Fragmentation does not affect gene flow in forest populations of the dusky pipistrelle bat on the eastern seaboard of South Africa

Abstract

Abstract The Eastern Cape Province harbors almost half of the indigenous forest in South Africa, but these forests are threatened by large-scale agricultural and urban development planned for the coming decade. Additional anthropogenic development is likely to cause further fragmentation and degradation of forests inhabited by the dusky pipistrelle bat (Pipistrellus hesperidus). We used eight microsatellite markers to study the genetic diversity, population structure, and migration, of P. hesperidus (n = 120) across 14 sites in the Eastern Cape and KwaZulu-Natal provinces of South Africa. We examined the effect of contemporary land cover types on genetic differentiation to assess whether current levels of urbanization and agricultural development affect gene flow. High gene flow and low population structure were evident across sampled sites, apart from genetic discontinuities at the northern (Oribi Gorge Nature Reserve) and southern (Alexandria Forest) ends of the seaboard. Genetic discontinuity at Oribi Gorge may relate to anthropogenic modification of two rivers surrounding the forest, while the Alexandria-linked barrier is a climatic break known as the Bedford gap. Migration rates generally were low between sites except for one Scarp forest, Manubi State Forest, from which individuals dispersed to other sites. The Amatole Mistbelt forests supported high genetic diversity, and likely served as a refugium for P. hesperidus during the Last Glacial Maximum.
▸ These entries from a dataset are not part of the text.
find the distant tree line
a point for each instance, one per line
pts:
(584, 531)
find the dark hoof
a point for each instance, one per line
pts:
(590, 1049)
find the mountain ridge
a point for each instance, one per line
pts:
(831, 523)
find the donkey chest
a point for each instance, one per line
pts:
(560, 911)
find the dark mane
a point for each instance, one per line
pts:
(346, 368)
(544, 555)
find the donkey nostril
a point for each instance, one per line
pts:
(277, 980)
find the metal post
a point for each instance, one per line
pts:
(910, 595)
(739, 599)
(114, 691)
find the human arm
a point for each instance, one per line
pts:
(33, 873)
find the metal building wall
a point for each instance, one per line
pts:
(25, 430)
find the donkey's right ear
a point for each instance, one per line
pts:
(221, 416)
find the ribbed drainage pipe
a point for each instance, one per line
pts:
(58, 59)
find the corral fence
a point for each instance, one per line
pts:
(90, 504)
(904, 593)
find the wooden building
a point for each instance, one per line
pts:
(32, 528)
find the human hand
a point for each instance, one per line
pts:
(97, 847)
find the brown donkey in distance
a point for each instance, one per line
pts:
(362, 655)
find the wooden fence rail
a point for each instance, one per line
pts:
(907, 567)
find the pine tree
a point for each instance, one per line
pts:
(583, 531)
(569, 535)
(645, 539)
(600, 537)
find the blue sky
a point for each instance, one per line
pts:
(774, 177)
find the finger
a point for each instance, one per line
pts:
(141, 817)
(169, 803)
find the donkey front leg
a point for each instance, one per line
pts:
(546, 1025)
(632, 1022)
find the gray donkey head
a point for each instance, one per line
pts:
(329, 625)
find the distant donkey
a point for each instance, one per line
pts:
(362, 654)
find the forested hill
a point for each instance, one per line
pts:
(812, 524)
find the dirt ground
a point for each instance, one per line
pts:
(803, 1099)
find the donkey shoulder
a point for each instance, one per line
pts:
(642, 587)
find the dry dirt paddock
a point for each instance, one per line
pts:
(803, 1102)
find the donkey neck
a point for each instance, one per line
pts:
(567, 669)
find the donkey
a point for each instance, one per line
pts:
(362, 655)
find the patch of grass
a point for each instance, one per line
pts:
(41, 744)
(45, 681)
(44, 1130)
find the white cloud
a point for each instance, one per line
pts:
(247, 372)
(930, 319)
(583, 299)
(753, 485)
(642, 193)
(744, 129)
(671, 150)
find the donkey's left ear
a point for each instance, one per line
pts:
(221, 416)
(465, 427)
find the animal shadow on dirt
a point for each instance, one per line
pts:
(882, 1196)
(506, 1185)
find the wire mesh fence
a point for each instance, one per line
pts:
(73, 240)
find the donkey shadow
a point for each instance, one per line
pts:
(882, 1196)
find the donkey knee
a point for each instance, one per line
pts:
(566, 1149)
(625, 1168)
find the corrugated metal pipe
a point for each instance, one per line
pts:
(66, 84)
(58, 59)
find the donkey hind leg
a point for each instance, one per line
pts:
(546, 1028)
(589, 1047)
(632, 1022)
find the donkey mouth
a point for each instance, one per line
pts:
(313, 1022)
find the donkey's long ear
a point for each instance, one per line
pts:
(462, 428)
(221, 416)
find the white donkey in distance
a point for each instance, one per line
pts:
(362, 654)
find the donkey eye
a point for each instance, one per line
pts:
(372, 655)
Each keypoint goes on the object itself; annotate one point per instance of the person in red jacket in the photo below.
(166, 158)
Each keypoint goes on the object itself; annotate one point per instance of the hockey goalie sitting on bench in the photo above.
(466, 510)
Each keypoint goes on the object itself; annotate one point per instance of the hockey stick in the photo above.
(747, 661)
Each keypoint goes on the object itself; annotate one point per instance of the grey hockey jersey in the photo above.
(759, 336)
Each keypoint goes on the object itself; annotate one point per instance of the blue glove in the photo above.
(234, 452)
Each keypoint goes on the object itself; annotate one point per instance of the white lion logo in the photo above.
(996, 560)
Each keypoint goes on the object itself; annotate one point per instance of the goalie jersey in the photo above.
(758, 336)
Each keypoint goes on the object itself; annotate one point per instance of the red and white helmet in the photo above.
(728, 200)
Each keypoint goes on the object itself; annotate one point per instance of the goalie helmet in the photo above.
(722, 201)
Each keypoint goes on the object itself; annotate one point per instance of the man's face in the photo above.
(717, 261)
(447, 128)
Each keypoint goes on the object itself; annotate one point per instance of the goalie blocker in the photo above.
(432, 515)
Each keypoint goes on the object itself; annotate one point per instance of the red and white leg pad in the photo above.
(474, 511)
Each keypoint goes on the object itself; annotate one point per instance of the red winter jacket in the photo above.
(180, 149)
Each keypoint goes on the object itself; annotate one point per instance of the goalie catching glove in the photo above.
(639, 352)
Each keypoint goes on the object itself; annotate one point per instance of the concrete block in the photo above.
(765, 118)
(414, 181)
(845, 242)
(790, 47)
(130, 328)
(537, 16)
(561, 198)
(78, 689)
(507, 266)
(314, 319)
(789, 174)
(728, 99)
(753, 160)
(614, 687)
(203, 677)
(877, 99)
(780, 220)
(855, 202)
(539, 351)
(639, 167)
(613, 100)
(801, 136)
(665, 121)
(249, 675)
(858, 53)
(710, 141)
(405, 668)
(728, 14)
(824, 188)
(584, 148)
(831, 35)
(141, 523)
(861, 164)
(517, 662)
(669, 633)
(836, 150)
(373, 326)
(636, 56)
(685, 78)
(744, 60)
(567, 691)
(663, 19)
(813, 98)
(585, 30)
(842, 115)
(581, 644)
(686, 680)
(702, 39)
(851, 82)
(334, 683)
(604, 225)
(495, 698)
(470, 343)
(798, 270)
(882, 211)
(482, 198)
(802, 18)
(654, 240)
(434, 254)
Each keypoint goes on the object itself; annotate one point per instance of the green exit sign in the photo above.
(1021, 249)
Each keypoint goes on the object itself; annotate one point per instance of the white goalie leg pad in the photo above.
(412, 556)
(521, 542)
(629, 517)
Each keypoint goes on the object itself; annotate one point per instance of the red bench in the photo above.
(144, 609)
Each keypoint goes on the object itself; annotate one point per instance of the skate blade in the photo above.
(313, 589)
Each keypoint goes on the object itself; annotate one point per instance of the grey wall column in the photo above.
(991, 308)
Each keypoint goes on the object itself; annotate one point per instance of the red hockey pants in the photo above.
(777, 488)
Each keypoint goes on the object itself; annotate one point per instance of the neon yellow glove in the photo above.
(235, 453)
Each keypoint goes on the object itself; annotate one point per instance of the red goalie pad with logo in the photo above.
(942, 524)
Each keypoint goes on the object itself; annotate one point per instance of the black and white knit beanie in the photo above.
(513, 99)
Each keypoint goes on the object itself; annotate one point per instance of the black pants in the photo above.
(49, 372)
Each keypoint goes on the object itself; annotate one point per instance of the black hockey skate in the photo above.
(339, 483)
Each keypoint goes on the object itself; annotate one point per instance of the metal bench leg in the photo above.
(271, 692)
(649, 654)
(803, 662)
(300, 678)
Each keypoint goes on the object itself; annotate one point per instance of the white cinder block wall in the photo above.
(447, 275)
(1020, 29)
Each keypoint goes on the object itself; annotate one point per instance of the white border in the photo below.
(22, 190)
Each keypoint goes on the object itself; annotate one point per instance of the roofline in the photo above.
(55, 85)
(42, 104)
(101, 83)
The composition of land cover classes between sites was a poor predictor of genetic differentiation, although it seems likely that P. hesperidus uses riparian habitats and wetlands for dispersal. Lastly, urban and agricultural development did not have a significant effect on genetic differentiation, which may reflect the wide niche breadth and intermediate distribution range of the species. This study provides insights into genetic diversity and gene flow of P. hesperidus across the study region prior to agricultural intensification and large-scale urbanization.